Saturday, March 12, 2011

Ash Wednesday...a reflection!

Our Hawthorn Crown of Thorns
As this is the day, well a few days now after Ash Wednesday and I feel a little more relaxed from all the preparations I have trying to do...... I write this as a bit of a confession.

I love our liturgical year.......I love the fact that we can and have so many opportunities to grow closer to Jesus as we look at his life in the Lent and Advent seasons.We are also fortunate that we can look at the lives of the saints who lived their lives for Christ and have been examples of how much God loves us and can use us for His Glory.
Soaking the Hawthorn for the crown
There are so many opportunities for us to grow in our Christian lives and one of the greatest is the season of Lent.
How I had great plans for the things I would research and have ready for our family. Alas even now I have not made the Gratitude books for our children to use.
Our Palm Crosses from last year ready to be burned
However our lives are very full and as each season or major feast day comes we usually have many other 'opportunites' or family projects (birthday, etc) that do no allow me free rein with these plans.

Perhaps this is to the best - as I just want to do it all!!!!
I want to use every opportunity to show and for our children to experience the wonder of God and how he is present in our lives and our Church Year.

Burning the Palm Crosses
I want our children to have the joy and wonder of these days that will be wonderful memories that they will remember and perhaps even continue in their own lives.
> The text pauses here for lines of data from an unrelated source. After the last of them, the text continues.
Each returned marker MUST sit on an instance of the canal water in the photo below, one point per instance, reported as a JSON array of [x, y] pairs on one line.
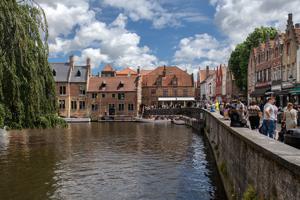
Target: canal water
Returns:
[[116, 161]]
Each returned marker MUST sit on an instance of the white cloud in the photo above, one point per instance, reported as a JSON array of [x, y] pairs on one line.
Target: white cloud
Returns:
[[153, 11], [238, 18], [201, 50], [74, 27]]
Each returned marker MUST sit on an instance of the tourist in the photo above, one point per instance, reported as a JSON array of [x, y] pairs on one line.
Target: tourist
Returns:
[[268, 118], [254, 115], [290, 117]]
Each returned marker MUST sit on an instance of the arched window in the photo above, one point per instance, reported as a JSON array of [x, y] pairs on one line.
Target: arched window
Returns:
[[78, 73]]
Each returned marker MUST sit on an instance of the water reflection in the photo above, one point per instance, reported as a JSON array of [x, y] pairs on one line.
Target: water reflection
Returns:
[[107, 161]]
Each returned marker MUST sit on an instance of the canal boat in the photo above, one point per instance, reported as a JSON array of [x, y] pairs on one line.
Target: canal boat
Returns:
[[151, 120], [178, 122]]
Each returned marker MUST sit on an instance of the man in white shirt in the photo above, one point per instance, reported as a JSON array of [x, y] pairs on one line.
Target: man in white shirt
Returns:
[[269, 118]]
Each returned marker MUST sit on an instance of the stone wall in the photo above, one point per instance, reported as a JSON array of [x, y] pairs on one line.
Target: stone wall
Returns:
[[249, 161]]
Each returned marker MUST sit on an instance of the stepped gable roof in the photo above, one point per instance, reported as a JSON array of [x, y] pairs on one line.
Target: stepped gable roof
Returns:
[[62, 71], [126, 72], [145, 71], [167, 74], [78, 74], [108, 68], [112, 84]]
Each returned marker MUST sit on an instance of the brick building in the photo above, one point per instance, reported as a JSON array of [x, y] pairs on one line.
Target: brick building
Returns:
[[167, 86], [291, 63], [115, 97], [264, 69], [71, 84], [220, 92]]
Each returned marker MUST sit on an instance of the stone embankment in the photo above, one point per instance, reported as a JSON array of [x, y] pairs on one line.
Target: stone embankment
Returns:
[[250, 164]]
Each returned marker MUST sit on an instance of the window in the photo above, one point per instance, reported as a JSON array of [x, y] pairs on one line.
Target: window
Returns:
[[185, 92], [121, 107], [73, 105], [94, 107], [62, 90], [288, 48], [62, 104], [82, 90], [175, 93], [165, 92], [130, 107], [78, 74], [81, 105], [121, 96], [94, 95], [153, 92]]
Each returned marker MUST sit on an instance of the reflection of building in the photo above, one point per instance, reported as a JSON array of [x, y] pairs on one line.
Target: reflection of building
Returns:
[[71, 83], [167, 86]]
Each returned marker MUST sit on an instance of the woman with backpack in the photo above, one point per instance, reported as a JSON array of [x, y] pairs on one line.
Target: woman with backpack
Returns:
[[254, 113]]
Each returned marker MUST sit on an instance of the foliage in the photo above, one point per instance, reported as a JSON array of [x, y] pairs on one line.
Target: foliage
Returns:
[[250, 193], [238, 61], [27, 89]]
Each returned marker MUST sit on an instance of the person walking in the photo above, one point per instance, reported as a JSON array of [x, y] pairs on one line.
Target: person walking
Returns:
[[290, 117], [254, 115], [269, 118]]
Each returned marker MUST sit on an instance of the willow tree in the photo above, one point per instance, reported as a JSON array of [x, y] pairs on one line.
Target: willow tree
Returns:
[[27, 89]]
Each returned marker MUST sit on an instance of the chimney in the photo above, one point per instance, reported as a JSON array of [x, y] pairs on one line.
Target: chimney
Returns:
[[88, 64], [207, 72], [164, 71], [138, 70], [71, 61], [290, 19]]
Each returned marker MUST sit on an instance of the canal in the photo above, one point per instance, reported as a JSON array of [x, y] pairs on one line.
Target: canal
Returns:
[[108, 161]]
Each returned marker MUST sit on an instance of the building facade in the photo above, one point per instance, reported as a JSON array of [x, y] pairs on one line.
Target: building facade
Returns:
[[71, 87], [167, 86], [291, 63]]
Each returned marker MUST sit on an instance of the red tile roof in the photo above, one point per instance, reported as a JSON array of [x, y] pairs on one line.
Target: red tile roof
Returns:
[[183, 78], [108, 68], [125, 72], [112, 84]]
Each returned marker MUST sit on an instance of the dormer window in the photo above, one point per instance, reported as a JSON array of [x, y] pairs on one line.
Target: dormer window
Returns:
[[78, 74], [103, 85]]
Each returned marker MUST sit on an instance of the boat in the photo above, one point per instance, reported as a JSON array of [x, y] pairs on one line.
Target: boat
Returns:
[[178, 122], [151, 120]]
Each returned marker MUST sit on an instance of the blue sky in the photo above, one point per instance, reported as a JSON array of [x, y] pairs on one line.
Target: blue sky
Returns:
[[148, 33]]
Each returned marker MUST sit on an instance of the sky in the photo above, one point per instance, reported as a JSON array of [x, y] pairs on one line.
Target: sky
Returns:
[[148, 33]]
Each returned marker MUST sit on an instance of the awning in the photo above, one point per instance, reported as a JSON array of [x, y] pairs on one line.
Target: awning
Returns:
[[260, 92], [176, 99]]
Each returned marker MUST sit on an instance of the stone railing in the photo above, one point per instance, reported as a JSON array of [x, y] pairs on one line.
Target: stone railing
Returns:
[[249, 163]]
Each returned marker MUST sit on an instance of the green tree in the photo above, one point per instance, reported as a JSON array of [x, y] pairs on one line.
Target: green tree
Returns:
[[238, 61], [27, 89]]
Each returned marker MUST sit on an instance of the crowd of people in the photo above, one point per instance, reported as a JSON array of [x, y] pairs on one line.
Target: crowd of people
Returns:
[[262, 118]]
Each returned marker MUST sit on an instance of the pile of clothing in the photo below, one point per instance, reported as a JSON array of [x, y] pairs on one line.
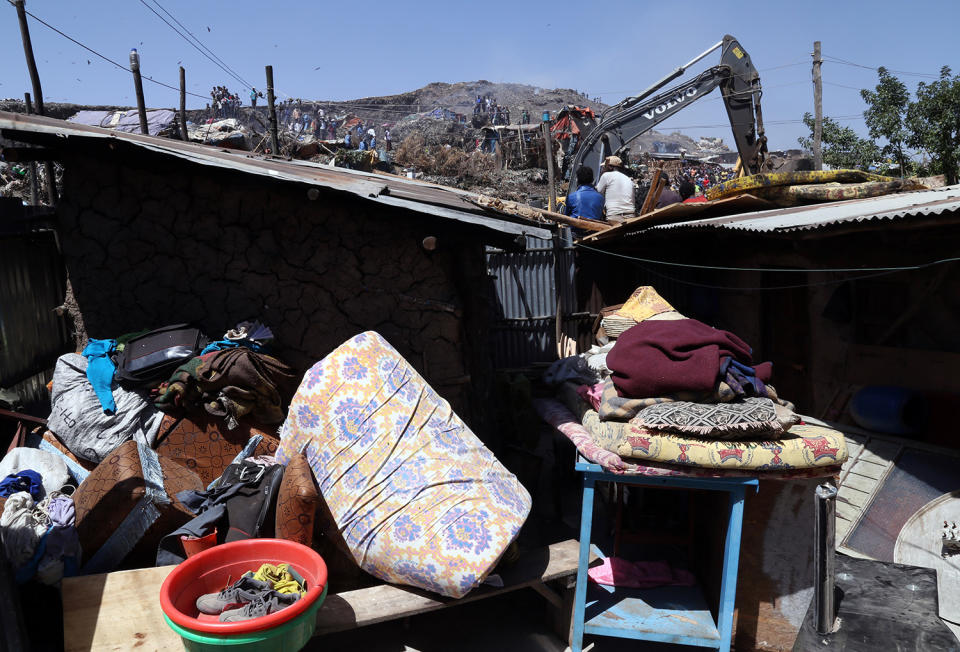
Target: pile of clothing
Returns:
[[665, 389], [38, 516], [137, 421]]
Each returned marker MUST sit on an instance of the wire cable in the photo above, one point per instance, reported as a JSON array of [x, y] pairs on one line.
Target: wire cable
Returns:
[[105, 58], [200, 43], [902, 268], [194, 46]]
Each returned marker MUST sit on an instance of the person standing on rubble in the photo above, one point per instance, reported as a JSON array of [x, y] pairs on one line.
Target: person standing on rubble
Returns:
[[585, 202], [617, 189]]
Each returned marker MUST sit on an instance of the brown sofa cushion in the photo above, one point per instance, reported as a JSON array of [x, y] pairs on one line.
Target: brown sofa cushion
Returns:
[[297, 502], [111, 492], [203, 444]]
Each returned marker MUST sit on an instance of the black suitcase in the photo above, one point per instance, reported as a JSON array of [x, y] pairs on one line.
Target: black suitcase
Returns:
[[150, 358]]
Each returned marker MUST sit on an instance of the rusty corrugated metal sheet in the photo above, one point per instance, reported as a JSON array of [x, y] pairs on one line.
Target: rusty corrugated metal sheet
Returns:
[[32, 335], [385, 189], [923, 203]]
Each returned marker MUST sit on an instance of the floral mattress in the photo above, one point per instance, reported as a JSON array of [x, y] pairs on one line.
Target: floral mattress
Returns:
[[416, 496]]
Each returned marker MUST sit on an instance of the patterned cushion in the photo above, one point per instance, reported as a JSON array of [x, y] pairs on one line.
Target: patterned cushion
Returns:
[[114, 488], [804, 447], [297, 502], [203, 444], [744, 419], [417, 496]]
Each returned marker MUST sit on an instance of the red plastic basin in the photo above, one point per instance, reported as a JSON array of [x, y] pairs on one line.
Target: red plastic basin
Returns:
[[210, 571]]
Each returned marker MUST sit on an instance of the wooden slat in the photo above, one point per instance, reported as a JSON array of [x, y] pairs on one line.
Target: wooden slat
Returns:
[[853, 497], [870, 469], [121, 610], [860, 482], [117, 611], [387, 602], [879, 452], [848, 511]]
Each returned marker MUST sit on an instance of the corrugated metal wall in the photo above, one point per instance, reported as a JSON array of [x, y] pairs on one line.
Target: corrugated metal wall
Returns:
[[526, 290], [32, 335]]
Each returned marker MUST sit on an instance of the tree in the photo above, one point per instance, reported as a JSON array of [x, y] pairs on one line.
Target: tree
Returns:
[[934, 123], [841, 146], [886, 115]]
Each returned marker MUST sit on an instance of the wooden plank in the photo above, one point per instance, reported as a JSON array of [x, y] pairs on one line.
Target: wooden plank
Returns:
[[853, 496], [872, 470], [860, 482], [848, 511], [879, 452], [98, 612], [377, 604]]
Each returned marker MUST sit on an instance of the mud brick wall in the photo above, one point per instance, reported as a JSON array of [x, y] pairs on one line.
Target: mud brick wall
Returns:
[[151, 241]]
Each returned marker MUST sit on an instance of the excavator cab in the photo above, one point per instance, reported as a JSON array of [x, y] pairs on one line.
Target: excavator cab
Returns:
[[739, 84]]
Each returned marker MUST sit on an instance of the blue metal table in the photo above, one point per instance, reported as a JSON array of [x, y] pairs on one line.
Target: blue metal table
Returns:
[[673, 614]]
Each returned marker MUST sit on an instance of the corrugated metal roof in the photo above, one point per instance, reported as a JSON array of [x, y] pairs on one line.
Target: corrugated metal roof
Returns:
[[405, 193], [921, 203]]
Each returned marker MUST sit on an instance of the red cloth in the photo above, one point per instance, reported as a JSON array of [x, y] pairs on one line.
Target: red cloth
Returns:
[[639, 574], [663, 357]]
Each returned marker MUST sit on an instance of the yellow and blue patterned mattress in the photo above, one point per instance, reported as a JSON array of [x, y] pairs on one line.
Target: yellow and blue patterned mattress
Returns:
[[416, 496]]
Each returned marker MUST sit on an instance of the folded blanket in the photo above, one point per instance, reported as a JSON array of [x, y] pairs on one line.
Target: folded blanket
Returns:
[[231, 383], [614, 407], [660, 358]]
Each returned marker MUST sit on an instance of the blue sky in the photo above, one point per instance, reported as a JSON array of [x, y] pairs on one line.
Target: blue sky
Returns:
[[341, 51]]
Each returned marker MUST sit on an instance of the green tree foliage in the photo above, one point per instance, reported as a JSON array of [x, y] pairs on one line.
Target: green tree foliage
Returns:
[[934, 123], [841, 146], [886, 116]]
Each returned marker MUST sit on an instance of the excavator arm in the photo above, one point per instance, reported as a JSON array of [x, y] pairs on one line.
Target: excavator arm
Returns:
[[739, 85]]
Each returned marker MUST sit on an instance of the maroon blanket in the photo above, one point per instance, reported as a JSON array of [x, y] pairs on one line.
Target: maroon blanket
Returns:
[[662, 357]]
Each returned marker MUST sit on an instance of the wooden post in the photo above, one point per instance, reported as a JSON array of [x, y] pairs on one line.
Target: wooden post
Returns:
[[37, 91], [274, 139], [552, 193], [138, 88], [183, 104], [28, 109], [817, 108]]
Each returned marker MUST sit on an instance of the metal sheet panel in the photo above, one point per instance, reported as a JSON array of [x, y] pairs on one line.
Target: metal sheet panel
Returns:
[[922, 203], [32, 335]]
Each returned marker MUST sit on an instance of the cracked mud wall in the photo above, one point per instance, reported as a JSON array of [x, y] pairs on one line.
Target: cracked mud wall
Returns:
[[156, 242]]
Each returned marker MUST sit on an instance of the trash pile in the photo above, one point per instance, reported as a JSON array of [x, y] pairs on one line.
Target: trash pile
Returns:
[[228, 132], [163, 444]]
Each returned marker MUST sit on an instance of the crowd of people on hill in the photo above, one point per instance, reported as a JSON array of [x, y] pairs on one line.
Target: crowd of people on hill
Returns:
[[616, 195], [224, 103], [497, 114]]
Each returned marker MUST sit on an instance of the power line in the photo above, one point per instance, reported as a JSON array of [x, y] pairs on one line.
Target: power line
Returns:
[[902, 268], [216, 60], [876, 69], [105, 58]]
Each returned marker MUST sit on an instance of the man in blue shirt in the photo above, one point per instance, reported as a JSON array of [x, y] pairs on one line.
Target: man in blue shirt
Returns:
[[585, 202]]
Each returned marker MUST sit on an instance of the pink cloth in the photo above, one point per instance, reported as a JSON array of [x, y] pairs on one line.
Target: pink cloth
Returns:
[[592, 394], [639, 574]]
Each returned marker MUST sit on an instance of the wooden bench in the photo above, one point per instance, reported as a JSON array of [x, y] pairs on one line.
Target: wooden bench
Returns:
[[121, 610]]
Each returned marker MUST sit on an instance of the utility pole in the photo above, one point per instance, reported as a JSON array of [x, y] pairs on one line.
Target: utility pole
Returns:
[[548, 146], [37, 91], [183, 103], [28, 108], [817, 108], [274, 139], [138, 87]]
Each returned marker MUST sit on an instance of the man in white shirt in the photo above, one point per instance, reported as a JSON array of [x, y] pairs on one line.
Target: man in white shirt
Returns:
[[617, 189]]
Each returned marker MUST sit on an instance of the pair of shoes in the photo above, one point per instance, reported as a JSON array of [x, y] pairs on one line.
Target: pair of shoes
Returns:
[[243, 591], [266, 603]]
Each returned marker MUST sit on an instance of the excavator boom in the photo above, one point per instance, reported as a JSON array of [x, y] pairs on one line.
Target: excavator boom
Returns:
[[739, 84]]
There are so many teachable moments in these special liturgical times and my desire is to not miss any one of them......but that means I need to not let the preparing be the most important thing and let the  beauty of the season be in their hearts.

I see this Lenten season as a time for me to slow down and not to try to do and achieve so much. This is so hard for me! I want to create: create memories, create projects, to offer our children and our home- actual home made projects and gifts.
Last years palms ..gone
As I am in the last trimester of our baby's growth I honestly cannot say I have ever been so tired. Never have I experienced this level of tiredness and lack of ability to do things. Not just the day to day but the things I find restful and add to my feeling of contentment. I am tending to fall asleep with the younger children and sleep late. I sometimes am able to stay up late and achieve a few things but really not much.

I want to do so much but physically am not able to do it...and for some reason I am emotionally  tired as well. For all my great Lenten preparations and sacrifices I desire to make I have not even started well.
Ashes to the wind
So perhaps this is where God is calling me this Lent.

To let go!

To rest in the security of His Arms and be at peace with where I am and the lack of what I can not do.

To truly just be at the cross and endure with Him.

Blessings to you and your homes,

3 comments:

Anonymous said...

Gae Your dd has Your Joy !
I have a confession Gae I too wanted to burn our cedar bunches from last palm sunday and still have not done it !!
still I feel content and comfortable and I am just being who I can be right now .
Gae we are having a blizzard right now !

Anonymous said...

It takes quite a bit for women, like you and me Gae, to admit this.

I am glad that you have allowed Our Savior to show you this...rest in Him dear friend and grow closer to Him during this very blessed time.

M.

Trish said...

Gae, I think it's one thing to be hard on ourselves and another to be hard on our sins.
For me this Lent is proving more introspective and quieter than in the past.
Perhaps the Lord just wants your stillness at this time.
For a 'doer' like yourself, that would be a sacrifice.